For Commencement Weekend at Stanford, a series of cartoons. The first set has three New Yorker cartoons, from a while back; in trying to bring some order into my living and working spaces, I’m discovering all sorts of things, some horrifying, many mystifying, and a few delightful, including these cartoons clipped from a calendar years ago.
Number 1, by Mike Twohy, from the 7/9/01 issue:
A problem with stylistic levels here: the mother (or so we take her to be) judges suck ‘be deficient, etc.’ to be too colloquial, too slangy (and for some people, too close to taboo vocabulary) for use in such elevated contexts as evaluation in an art gallery. And then there’s the pragmatics of (not) speak to, used to convey ‘(not) please’.

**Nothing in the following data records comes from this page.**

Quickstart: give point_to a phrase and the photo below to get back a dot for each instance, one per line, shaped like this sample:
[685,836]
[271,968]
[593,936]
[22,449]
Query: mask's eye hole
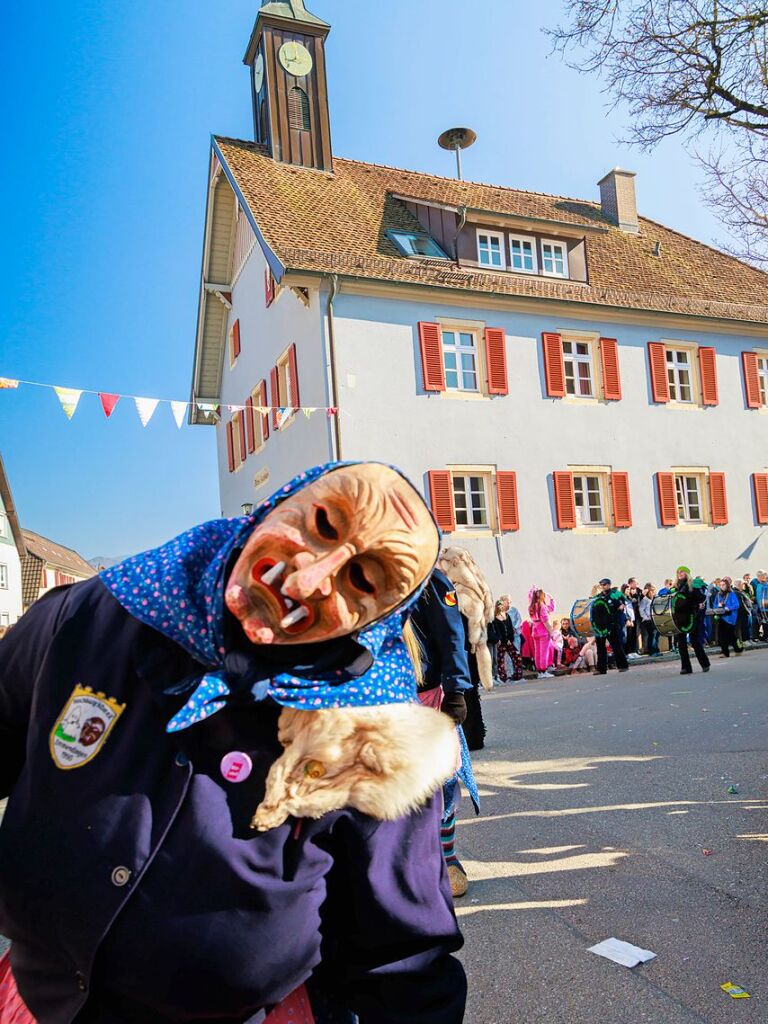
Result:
[358,579]
[324,525]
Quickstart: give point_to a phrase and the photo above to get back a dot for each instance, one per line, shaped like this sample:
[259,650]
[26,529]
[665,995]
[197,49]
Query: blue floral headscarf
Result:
[178,589]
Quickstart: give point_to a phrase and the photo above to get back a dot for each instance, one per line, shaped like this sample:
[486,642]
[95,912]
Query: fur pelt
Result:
[384,761]
[475,603]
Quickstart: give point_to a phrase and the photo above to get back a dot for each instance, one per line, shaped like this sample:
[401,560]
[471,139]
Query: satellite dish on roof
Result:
[457,139]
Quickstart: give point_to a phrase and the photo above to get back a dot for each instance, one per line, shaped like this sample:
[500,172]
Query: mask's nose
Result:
[317,576]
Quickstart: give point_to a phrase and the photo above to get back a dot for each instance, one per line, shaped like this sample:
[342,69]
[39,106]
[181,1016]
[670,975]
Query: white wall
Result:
[265,333]
[387,416]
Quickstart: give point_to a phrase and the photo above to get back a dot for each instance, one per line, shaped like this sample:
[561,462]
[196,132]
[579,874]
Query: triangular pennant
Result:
[145,408]
[109,401]
[69,398]
[179,412]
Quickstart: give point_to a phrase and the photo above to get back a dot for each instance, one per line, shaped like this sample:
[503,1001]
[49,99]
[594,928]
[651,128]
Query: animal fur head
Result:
[475,603]
[383,761]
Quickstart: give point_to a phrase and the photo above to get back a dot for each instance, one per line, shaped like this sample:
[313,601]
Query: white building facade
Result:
[579,392]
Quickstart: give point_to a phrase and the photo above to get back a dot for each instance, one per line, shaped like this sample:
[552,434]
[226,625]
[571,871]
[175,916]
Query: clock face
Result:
[296,58]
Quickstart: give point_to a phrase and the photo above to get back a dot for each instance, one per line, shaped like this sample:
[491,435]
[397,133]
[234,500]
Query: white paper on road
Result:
[622,952]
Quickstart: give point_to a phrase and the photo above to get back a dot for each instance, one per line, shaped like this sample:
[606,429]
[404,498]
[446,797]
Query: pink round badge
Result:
[236,766]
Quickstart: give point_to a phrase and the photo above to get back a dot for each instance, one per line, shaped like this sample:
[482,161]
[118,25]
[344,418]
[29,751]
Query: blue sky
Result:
[102,196]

Number 2, by Peter Steiner, from the 11/17/97 issue:
Unless you’re actually speaking French, escargot is an elegant (some would say piss-elegant) culinary label for snails.
And number 3, by Mick Stevens, from the 12/28/98 issue:
The conventionalized expression bad boy involves both a specific sense of bad (very roughly, ‘naughty’) and sometimes (though not in this case) an extension of boy from ‘male child’ to ‘male person’ (and sometimes even further, as when bad boys is used to refer to troublesome inanimate objects), plus some conditions on the typical circumstances in which the expression is used (notably, by adult authority figures to a child).